With respect to creditors whose claims arise prior to a transfer, the UFTA provides that the transfer is fraudulent if the debtor 1) receives less than reasonably equivalent value in exchange for the transfer and 2) was insolvent at the time of the transfer or became insolvent as a result of it. Proof of the debtor's insolvency is a necessary element of a fraudulent transfer claim under this "constructive fraud" provision.
Even where a debtor transfers nonexempt assets to a section 529 savings account prior to filing for bankruptcy in order to claim the assets as exempt, the court may find that the debtor did not act with actual intent to defraud. For example, the debtor in In re Bronk admitted to transferring proceeds from a mortgage on his home to several 529 accounts established for the benefit of his grandchildren, and that he did so in order to protect nearly $100,000 from creditors. Cirilli v. Bronk (In re Bronk), 444 B.R. 902 (Bankr. W.D. Wis. 2011). Furthermore, he transferred the assets less than three months before filing for bankruptcy and had incurred substantial medical debts prior to the transfers. Despite the presence of these badges of fraud, the court allowed the debtor's discharge and did not disallow his claimed exemptions because he carried out the transfers on the advice of his attorney, and he had not concealed assets, misrepresented his intentions, borrowed money to purchase exempt property, or engaged in "underhanded tactics" against his creditors.
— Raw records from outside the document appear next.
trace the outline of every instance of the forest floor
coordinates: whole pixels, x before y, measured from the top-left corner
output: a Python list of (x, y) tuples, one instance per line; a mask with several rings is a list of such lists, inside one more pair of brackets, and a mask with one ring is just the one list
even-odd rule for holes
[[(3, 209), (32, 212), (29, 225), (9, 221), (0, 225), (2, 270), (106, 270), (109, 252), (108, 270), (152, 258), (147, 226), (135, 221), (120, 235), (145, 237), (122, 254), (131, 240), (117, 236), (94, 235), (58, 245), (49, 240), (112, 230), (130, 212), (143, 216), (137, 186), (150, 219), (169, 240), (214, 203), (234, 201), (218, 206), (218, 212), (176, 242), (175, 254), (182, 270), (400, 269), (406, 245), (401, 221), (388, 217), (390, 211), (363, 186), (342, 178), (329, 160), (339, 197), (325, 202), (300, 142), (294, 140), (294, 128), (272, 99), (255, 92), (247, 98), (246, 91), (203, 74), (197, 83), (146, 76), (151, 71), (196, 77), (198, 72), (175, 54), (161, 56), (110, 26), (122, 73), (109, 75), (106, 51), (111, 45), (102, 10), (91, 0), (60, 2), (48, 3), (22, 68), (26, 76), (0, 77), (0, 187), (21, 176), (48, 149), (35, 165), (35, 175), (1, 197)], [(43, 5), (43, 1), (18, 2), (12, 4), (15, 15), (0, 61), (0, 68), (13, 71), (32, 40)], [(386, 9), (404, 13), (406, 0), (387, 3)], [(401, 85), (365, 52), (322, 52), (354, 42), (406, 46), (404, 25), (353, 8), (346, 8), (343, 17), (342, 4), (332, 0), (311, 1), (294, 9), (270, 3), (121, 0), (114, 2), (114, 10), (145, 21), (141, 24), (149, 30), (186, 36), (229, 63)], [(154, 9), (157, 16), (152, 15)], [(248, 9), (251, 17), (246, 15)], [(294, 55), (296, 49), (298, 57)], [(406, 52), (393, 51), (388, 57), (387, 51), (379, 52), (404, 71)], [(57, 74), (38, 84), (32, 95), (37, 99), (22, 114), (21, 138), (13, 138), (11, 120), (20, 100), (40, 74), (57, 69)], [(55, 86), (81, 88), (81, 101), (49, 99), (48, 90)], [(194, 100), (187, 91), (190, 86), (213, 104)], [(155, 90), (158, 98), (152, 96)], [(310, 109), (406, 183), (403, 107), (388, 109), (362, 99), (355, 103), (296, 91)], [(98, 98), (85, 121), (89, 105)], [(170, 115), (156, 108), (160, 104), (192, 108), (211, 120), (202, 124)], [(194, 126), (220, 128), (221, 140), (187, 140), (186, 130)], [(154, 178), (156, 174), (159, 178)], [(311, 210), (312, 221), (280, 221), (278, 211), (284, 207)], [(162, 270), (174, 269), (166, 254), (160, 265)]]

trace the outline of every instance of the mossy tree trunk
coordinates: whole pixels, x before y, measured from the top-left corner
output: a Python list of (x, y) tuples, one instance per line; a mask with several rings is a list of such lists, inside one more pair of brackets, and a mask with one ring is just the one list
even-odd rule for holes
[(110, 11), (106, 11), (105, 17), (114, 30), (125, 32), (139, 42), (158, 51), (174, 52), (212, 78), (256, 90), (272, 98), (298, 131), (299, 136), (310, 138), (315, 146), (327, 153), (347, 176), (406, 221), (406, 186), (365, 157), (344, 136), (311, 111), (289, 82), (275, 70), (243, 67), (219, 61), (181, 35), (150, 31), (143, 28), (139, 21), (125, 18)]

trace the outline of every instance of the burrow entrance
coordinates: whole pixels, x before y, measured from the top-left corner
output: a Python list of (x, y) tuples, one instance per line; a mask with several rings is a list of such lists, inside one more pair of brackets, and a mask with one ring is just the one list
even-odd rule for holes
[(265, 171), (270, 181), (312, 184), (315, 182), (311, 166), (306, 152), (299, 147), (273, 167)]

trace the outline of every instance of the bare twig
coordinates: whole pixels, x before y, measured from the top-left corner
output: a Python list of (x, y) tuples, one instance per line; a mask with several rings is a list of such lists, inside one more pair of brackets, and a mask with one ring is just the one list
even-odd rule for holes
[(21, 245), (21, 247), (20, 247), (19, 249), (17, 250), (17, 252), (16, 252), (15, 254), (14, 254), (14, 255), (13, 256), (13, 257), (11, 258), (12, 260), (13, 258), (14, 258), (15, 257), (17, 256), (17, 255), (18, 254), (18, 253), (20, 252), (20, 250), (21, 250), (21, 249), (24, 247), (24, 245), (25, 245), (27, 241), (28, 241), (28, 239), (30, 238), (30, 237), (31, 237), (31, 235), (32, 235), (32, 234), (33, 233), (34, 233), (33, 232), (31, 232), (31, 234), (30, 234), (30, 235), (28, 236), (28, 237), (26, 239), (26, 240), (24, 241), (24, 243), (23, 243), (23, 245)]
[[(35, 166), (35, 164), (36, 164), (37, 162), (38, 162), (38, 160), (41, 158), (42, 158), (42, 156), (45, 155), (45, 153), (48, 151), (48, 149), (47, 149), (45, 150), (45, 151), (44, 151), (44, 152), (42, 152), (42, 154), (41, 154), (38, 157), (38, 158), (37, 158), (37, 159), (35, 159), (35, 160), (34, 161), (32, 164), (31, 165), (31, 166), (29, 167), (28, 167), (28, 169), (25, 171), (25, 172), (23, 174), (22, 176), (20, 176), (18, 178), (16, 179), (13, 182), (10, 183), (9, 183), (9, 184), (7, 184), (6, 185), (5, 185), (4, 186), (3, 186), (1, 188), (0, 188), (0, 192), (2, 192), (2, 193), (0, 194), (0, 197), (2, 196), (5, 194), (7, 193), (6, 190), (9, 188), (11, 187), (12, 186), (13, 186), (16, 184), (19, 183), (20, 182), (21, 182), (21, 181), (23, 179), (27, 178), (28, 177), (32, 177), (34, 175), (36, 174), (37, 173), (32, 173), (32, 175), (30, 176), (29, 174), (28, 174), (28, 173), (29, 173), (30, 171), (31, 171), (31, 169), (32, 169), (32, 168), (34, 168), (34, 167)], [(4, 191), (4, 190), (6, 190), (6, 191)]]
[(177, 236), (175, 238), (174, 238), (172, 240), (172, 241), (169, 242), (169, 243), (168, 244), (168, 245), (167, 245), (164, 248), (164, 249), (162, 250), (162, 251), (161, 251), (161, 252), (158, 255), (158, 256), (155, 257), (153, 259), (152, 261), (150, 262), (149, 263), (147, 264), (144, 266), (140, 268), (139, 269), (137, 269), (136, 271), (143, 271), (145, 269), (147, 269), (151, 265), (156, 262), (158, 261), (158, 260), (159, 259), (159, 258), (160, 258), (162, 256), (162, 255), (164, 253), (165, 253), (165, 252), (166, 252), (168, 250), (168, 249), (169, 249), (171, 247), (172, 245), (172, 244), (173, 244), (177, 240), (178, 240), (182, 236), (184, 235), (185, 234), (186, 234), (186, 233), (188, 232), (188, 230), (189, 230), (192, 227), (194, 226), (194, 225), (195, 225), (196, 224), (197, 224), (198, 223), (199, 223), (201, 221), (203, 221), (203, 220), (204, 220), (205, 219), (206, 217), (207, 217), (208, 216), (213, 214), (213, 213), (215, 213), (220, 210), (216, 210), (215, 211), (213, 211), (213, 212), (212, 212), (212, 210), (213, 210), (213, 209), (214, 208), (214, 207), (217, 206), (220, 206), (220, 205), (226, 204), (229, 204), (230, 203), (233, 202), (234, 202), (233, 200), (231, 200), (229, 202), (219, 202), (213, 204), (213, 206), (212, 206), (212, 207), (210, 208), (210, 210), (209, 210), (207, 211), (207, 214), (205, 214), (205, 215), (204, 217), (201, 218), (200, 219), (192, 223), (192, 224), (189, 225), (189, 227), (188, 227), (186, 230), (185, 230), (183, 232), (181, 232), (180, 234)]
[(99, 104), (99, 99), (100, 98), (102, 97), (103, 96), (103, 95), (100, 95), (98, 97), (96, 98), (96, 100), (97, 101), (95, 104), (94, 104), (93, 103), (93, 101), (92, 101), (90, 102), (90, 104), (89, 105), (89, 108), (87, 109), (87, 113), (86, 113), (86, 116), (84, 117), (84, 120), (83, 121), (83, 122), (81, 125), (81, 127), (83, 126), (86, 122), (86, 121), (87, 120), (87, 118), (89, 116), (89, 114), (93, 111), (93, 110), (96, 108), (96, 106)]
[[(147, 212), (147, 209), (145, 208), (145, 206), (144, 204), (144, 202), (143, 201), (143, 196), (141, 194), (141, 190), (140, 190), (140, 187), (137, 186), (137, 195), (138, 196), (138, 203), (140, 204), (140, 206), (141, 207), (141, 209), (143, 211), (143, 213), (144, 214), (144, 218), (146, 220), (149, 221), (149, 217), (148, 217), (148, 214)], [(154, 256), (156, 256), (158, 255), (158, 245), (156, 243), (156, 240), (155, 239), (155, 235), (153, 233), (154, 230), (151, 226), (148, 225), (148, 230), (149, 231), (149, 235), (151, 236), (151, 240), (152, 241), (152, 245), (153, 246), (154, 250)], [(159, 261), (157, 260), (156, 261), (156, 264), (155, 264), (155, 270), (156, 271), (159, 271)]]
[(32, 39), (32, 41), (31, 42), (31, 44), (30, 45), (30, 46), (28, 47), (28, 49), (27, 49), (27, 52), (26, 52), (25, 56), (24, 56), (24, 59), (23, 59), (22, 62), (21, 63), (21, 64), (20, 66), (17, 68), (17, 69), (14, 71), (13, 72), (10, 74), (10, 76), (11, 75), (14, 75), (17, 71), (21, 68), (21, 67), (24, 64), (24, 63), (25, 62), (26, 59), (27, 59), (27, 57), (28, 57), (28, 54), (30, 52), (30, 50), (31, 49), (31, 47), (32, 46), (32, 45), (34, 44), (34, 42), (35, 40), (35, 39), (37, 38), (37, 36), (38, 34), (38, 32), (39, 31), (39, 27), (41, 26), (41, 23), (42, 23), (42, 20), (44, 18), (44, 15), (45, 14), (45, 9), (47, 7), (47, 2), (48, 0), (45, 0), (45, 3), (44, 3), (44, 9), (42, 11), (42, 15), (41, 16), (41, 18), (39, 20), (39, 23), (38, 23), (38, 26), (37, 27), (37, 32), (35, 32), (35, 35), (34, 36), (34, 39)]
While the court expressed some misgivings about the conversion of nonexempt assets to exempt assets, its sympathy for the debtor in this case clearly outweighed any concerns it had about preventing fraud. The court viewed Bronk not as a dishonest debtor, but rather as an "elderly man" trying to provide for himself in the wake of his wife's death and in the face of "mounting medical bills." Id. at 917. In re Bronk appears to be an extraordinary case that likely demonstrates the outer boundary of what constitutes permissible pre-bankruptcy planning.